RAPID: PCIe-like Performance from a SATA SSD

The software story around Samsung's SSD 840 EVO is quite possibly the strongest we've ever seen from an SSD manufacturer. Samsung's SSD Magician got a major update not too long ago, giving it a downright awesome UI. Magician gives you access to SMART details about your drive and provides decent visualization of things like total host writes. I'd love to see the inclusion of total NAND writes reported somewhere, as reporting host writes alone doesn't take into account write amplification and can give a false sense of security for those users deploying drives into very write intensive environments. There's a prominent drive health indicator which is tied to NAND wear and should draw a lot of attention to itself should things get bad. Samsung's SSD Magician also includes a built in benchmark, controllable overprovisioning and secure erase functionality.

Samsung sent us a beta of the next version of its Magician software (4.2) which includes support for RAPID mode (Real-time Accelerated Processing of I/O Data). RAPID is a feature exclusive to the EVO (for now) and comes courtesy of Samsung's NVELO acquisition from last year. As NVELO focused on NAND caching software, you shouldn't be too surprised by RAPID's role in improving storage performance. Unlike traditional SSD caches however that use NAND to cache mechanical storage, RAPID is designed to further improve the performance of an SSD and not make a HDD more SSD-like.
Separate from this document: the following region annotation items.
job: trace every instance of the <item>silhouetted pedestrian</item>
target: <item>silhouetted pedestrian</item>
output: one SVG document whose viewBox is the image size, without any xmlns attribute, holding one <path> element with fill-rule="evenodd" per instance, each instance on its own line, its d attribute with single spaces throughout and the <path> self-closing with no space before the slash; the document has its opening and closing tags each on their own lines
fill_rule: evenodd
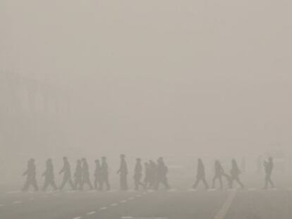
<svg viewBox="0 0 292 219">
<path fill-rule="evenodd" d="M 95 160 L 95 189 L 99 189 L 102 187 L 102 166 L 99 160 Z"/>
<path fill-rule="evenodd" d="M 241 182 L 241 180 L 239 179 L 239 175 L 241 173 L 241 170 L 239 170 L 238 166 L 237 165 L 236 161 L 235 159 L 232 159 L 231 161 L 231 170 L 230 170 L 231 173 L 231 181 L 230 181 L 230 187 L 232 189 L 233 186 L 233 182 L 236 181 L 239 185 L 241 187 L 242 189 L 244 188 L 243 184 Z"/>
<path fill-rule="evenodd" d="M 259 156 L 257 159 L 257 174 L 262 175 L 262 158 Z"/>
<path fill-rule="evenodd" d="M 102 169 L 101 169 L 101 182 L 102 184 L 100 185 L 100 190 L 103 190 L 104 189 L 104 184 L 105 184 L 107 186 L 107 190 L 111 189 L 111 186 L 109 184 L 109 167 L 107 165 L 107 158 L 105 156 L 103 156 L 102 158 Z"/>
<path fill-rule="evenodd" d="M 35 165 L 35 159 L 31 158 L 28 161 L 28 169 L 23 173 L 23 175 L 26 175 L 26 181 L 23 186 L 23 191 L 28 191 L 30 186 L 32 186 L 35 191 L 39 191 L 39 187 L 37 186 L 37 179 L 36 179 L 36 170 Z"/>
<path fill-rule="evenodd" d="M 268 161 L 264 161 L 264 172 L 266 174 L 266 177 L 264 180 L 264 189 L 267 189 L 269 184 L 271 185 L 272 188 L 274 188 L 275 186 L 274 184 L 273 181 L 272 181 L 272 173 L 274 169 L 274 162 L 273 158 L 272 157 L 269 158 Z"/>
<path fill-rule="evenodd" d="M 83 182 L 82 177 L 81 160 L 78 160 L 74 173 L 74 187 L 76 189 L 81 189 Z"/>
<path fill-rule="evenodd" d="M 155 189 L 157 184 L 157 165 L 153 161 L 150 161 L 150 186 L 149 188 Z"/>
<path fill-rule="evenodd" d="M 84 185 L 86 184 L 90 189 L 93 189 L 92 184 L 90 182 L 90 175 L 89 171 L 89 166 L 86 158 L 82 158 L 82 185 L 81 189 L 83 189 Z"/>
<path fill-rule="evenodd" d="M 162 184 L 166 189 L 169 189 L 170 187 L 167 179 L 169 168 L 165 165 L 163 158 L 160 157 L 157 160 L 157 182 L 155 189 L 158 189 L 159 184 Z"/>
<path fill-rule="evenodd" d="M 68 158 L 66 156 L 63 158 L 63 168 L 59 173 L 59 174 L 63 173 L 63 182 L 60 186 L 60 190 L 62 190 L 67 183 L 68 183 L 70 186 L 71 187 L 71 189 L 74 190 L 75 187 L 73 183 L 72 179 L 71 179 L 71 169 L 70 167 L 70 163 L 68 161 Z"/>
<path fill-rule="evenodd" d="M 220 189 L 223 189 L 223 182 L 222 182 L 222 175 L 224 173 L 224 170 L 223 170 L 222 165 L 221 165 L 220 162 L 218 160 L 215 161 L 214 164 L 214 169 L 215 169 L 215 175 L 213 178 L 213 183 L 212 183 L 212 188 L 215 188 L 215 183 L 216 180 L 218 180 L 220 184 Z"/>
<path fill-rule="evenodd" d="M 151 184 L 151 169 L 150 165 L 145 162 L 144 163 L 144 184 L 146 189 L 150 188 Z"/>
<path fill-rule="evenodd" d="M 197 159 L 197 180 L 193 185 L 193 188 L 195 189 L 199 184 L 200 182 L 202 181 L 206 189 L 209 189 L 209 185 L 206 181 L 206 176 L 205 174 L 205 166 L 201 158 Z"/>
<path fill-rule="evenodd" d="M 136 159 L 136 165 L 135 166 L 135 173 L 134 173 L 134 182 L 135 182 L 135 189 L 138 190 L 139 186 L 142 186 L 144 189 L 145 189 L 145 185 L 144 183 L 142 183 L 142 164 L 141 164 L 141 159 L 137 158 Z"/>
<path fill-rule="evenodd" d="M 121 165 L 117 173 L 120 175 L 120 187 L 121 190 L 128 190 L 128 182 L 127 182 L 127 175 L 128 175 L 128 167 L 127 163 L 126 162 L 126 156 L 124 154 L 121 154 Z"/>
<path fill-rule="evenodd" d="M 51 159 L 47 159 L 46 162 L 46 170 L 42 174 L 44 177 L 44 183 L 42 188 L 43 191 L 46 191 L 48 186 L 51 185 L 54 190 L 56 190 L 57 187 L 55 183 L 55 175 L 54 173 L 54 166 Z"/>
</svg>

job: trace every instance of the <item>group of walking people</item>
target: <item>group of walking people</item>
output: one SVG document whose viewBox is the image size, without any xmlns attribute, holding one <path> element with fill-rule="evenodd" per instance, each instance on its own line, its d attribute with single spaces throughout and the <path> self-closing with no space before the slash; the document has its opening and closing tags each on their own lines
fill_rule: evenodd
<svg viewBox="0 0 292 219">
<path fill-rule="evenodd" d="M 120 156 L 121 164 L 117 171 L 120 178 L 120 189 L 126 191 L 128 189 L 128 165 L 126 160 L 126 156 L 121 154 Z M 102 157 L 101 161 L 95 160 L 95 170 L 94 172 L 93 184 L 90 180 L 90 172 L 89 165 L 86 158 L 82 158 L 77 161 L 76 167 L 74 174 L 72 175 L 71 165 L 67 157 L 63 158 L 63 165 L 59 171 L 59 174 L 63 174 L 63 180 L 58 188 L 55 182 L 55 175 L 53 162 L 51 158 L 46 161 L 46 170 L 42 174 L 44 177 L 44 182 L 42 187 L 43 191 L 46 191 L 49 186 L 53 189 L 58 189 L 62 190 L 66 184 L 68 184 L 73 190 L 83 190 L 86 185 L 90 189 L 104 190 L 104 187 L 107 190 L 111 189 L 111 185 L 109 180 L 109 167 L 107 163 L 107 158 Z M 274 168 L 274 163 L 272 158 L 269 158 L 268 161 L 264 162 L 265 170 L 265 184 L 264 188 L 267 189 L 270 184 L 272 187 L 274 187 L 274 184 L 272 180 L 272 173 Z M 143 175 L 144 171 L 144 175 Z M 137 158 L 135 165 L 133 180 L 135 189 L 138 190 L 140 188 L 143 189 L 159 189 L 161 184 L 164 187 L 165 189 L 169 189 L 170 186 L 168 182 L 167 174 L 169 172 L 168 167 L 165 165 L 162 157 L 157 159 L 157 162 L 150 161 L 142 164 L 142 160 Z M 220 161 L 217 160 L 214 162 L 214 175 L 212 180 L 212 188 L 215 189 L 216 182 L 219 182 L 219 189 L 223 189 L 223 179 L 225 178 L 229 188 L 232 189 L 234 182 L 243 189 L 244 185 L 240 180 L 241 170 L 239 169 L 236 161 L 232 159 L 231 168 L 229 173 L 226 173 L 221 164 Z M 39 190 L 36 179 L 36 167 L 35 159 L 31 158 L 28 162 L 27 170 L 23 175 L 27 177 L 25 183 L 23 188 L 23 191 L 28 191 L 30 187 L 32 187 L 35 191 Z M 206 180 L 205 165 L 201 158 L 197 160 L 197 169 L 196 181 L 193 185 L 193 189 L 196 189 L 200 182 L 202 182 L 207 189 L 209 188 Z"/>
<path fill-rule="evenodd" d="M 121 165 L 117 174 L 120 177 L 120 189 L 126 191 L 128 189 L 128 165 L 126 161 L 126 156 L 120 156 Z M 49 186 L 51 186 L 54 190 L 58 189 L 62 190 L 66 184 L 68 184 L 73 190 L 83 190 L 86 185 L 90 189 L 107 190 L 111 189 L 111 185 L 109 180 L 109 167 L 107 163 L 107 158 L 103 156 L 99 160 L 95 160 L 95 170 L 94 172 L 93 184 L 90 180 L 90 172 L 89 165 L 86 158 L 82 158 L 77 161 L 76 168 L 74 174 L 71 174 L 71 168 L 67 157 L 63 158 L 63 165 L 59 171 L 59 174 L 63 174 L 63 180 L 58 188 L 55 182 L 55 175 L 52 160 L 49 158 L 46 161 L 46 169 L 42 174 L 44 177 L 44 182 L 42 187 L 43 191 L 46 191 Z M 135 189 L 138 190 L 142 187 L 144 189 L 158 189 L 161 184 L 165 189 L 169 189 L 167 180 L 168 168 L 164 164 L 163 158 L 160 157 L 157 162 L 150 161 L 144 164 L 144 179 L 143 179 L 143 167 L 140 158 L 136 159 L 133 180 Z M 35 163 L 35 159 L 31 158 L 28 161 L 27 170 L 23 174 L 26 176 L 26 181 L 23 186 L 23 191 L 28 191 L 30 187 L 32 187 L 35 191 L 38 191 L 39 187 L 37 182 L 37 172 Z"/>
<path fill-rule="evenodd" d="M 265 172 L 265 182 L 264 189 L 267 189 L 269 184 L 270 184 L 270 186 L 274 188 L 274 184 L 272 180 L 272 173 L 274 168 L 274 162 L 272 157 L 269 158 L 268 161 L 264 161 L 264 168 Z M 231 169 L 230 170 L 229 174 L 224 171 L 220 161 L 216 160 L 214 163 L 214 173 L 215 174 L 212 180 L 212 189 L 215 189 L 216 182 L 219 182 L 219 189 L 223 189 L 222 179 L 224 177 L 226 180 L 228 186 L 230 189 L 233 189 L 234 182 L 237 182 L 241 189 L 244 189 L 244 184 L 240 180 L 239 177 L 242 173 L 242 171 L 239 169 L 237 162 L 235 159 L 232 159 L 231 161 Z M 194 185 L 193 186 L 193 188 L 195 189 L 200 182 L 204 184 L 207 189 L 209 189 L 209 187 L 206 180 L 205 165 L 202 159 L 198 158 L 197 178 Z"/>
</svg>

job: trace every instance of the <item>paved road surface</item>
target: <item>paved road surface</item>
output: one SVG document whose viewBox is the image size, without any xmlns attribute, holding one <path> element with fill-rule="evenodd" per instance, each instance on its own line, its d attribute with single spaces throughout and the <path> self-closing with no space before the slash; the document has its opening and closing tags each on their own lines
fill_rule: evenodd
<svg viewBox="0 0 292 219">
<path fill-rule="evenodd" d="M 1 219 L 292 218 L 292 189 L 0 194 Z"/>
</svg>

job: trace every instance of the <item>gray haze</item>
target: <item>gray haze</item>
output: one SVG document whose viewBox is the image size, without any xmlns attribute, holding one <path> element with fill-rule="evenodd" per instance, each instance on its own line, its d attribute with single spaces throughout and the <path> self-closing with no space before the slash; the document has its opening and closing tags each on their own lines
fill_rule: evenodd
<svg viewBox="0 0 292 219">
<path fill-rule="evenodd" d="M 291 6 L 1 0 L 0 184 L 31 157 L 289 154 Z"/>
</svg>

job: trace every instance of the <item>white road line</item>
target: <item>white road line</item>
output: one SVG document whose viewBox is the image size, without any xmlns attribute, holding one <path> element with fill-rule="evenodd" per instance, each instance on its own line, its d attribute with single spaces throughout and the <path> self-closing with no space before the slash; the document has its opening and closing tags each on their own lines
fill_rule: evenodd
<svg viewBox="0 0 292 219">
<path fill-rule="evenodd" d="M 256 188 L 249 188 L 248 189 L 248 191 L 255 191 L 255 190 L 257 190 Z"/>
<path fill-rule="evenodd" d="M 233 190 L 230 192 L 230 194 L 228 196 L 226 201 L 223 204 L 221 209 L 215 215 L 214 219 L 224 219 L 229 210 L 230 206 L 231 206 L 232 202 L 234 200 L 234 198 L 236 195 L 236 190 Z"/>
<path fill-rule="evenodd" d="M 117 206 L 118 205 L 118 204 L 114 203 L 114 204 L 111 204 L 111 206 Z"/>
<path fill-rule="evenodd" d="M 103 208 L 100 208 L 99 211 L 102 211 L 102 210 L 105 210 L 107 209 L 107 207 L 103 207 Z"/>
<path fill-rule="evenodd" d="M 16 190 L 16 191 L 10 191 L 10 192 L 7 192 L 6 194 L 15 194 L 15 193 L 20 193 L 21 191 L 20 190 Z"/>
<path fill-rule="evenodd" d="M 22 201 L 13 201 L 13 204 L 22 204 L 23 202 Z"/>
</svg>

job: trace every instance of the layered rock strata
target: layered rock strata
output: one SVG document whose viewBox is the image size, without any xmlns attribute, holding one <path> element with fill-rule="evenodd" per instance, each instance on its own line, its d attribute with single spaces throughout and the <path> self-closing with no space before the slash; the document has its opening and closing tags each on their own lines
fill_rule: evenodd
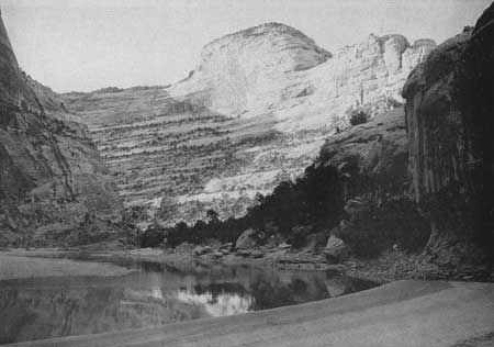
<svg viewBox="0 0 494 347">
<path fill-rule="evenodd" d="M 370 35 L 330 54 L 268 23 L 206 45 L 177 85 L 63 99 L 89 125 L 128 206 L 167 224 L 207 209 L 225 219 L 301 175 L 352 109 L 372 116 L 398 107 L 407 75 L 434 46 Z"/>
<path fill-rule="evenodd" d="M 0 244 L 119 234 L 122 203 L 86 127 L 19 68 L 0 20 Z"/>
</svg>

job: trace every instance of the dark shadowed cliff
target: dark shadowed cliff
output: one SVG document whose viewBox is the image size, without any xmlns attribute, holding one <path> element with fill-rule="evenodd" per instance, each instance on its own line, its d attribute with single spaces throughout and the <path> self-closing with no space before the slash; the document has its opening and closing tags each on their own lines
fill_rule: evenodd
<svg viewBox="0 0 494 347">
<path fill-rule="evenodd" d="M 491 5 L 473 30 L 435 48 L 403 90 L 413 195 L 433 227 L 426 259 L 451 271 L 492 267 L 493 61 Z"/>
<path fill-rule="evenodd" d="M 90 243 L 121 232 L 115 186 L 85 126 L 70 119 L 21 71 L 0 20 L 0 245 Z"/>
</svg>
RAPID uses some of your system memory and CPU resources to cache hot data, serving it out of DRAM rather than your SSD.

The architecture is rather simple to understand. Enabling RAPID installs a filter driver on your Windows machine that keeps track of all reads/writes to a single EVO (RAPID only supports caching a single drive today). The filter driver looks at both file types/sizes and LBAs, but it fundamentally caches at the block level (it simply gets hints from the filesystem to determine what to cache). File types that are meaningless to cache are automatically excluded (think very large media files), but things like Outlook PST files are prime targets for caching. Since RAPID works at the block level you can cache frequently used parts of a file, rather than having to worry about a file being too big for the cache.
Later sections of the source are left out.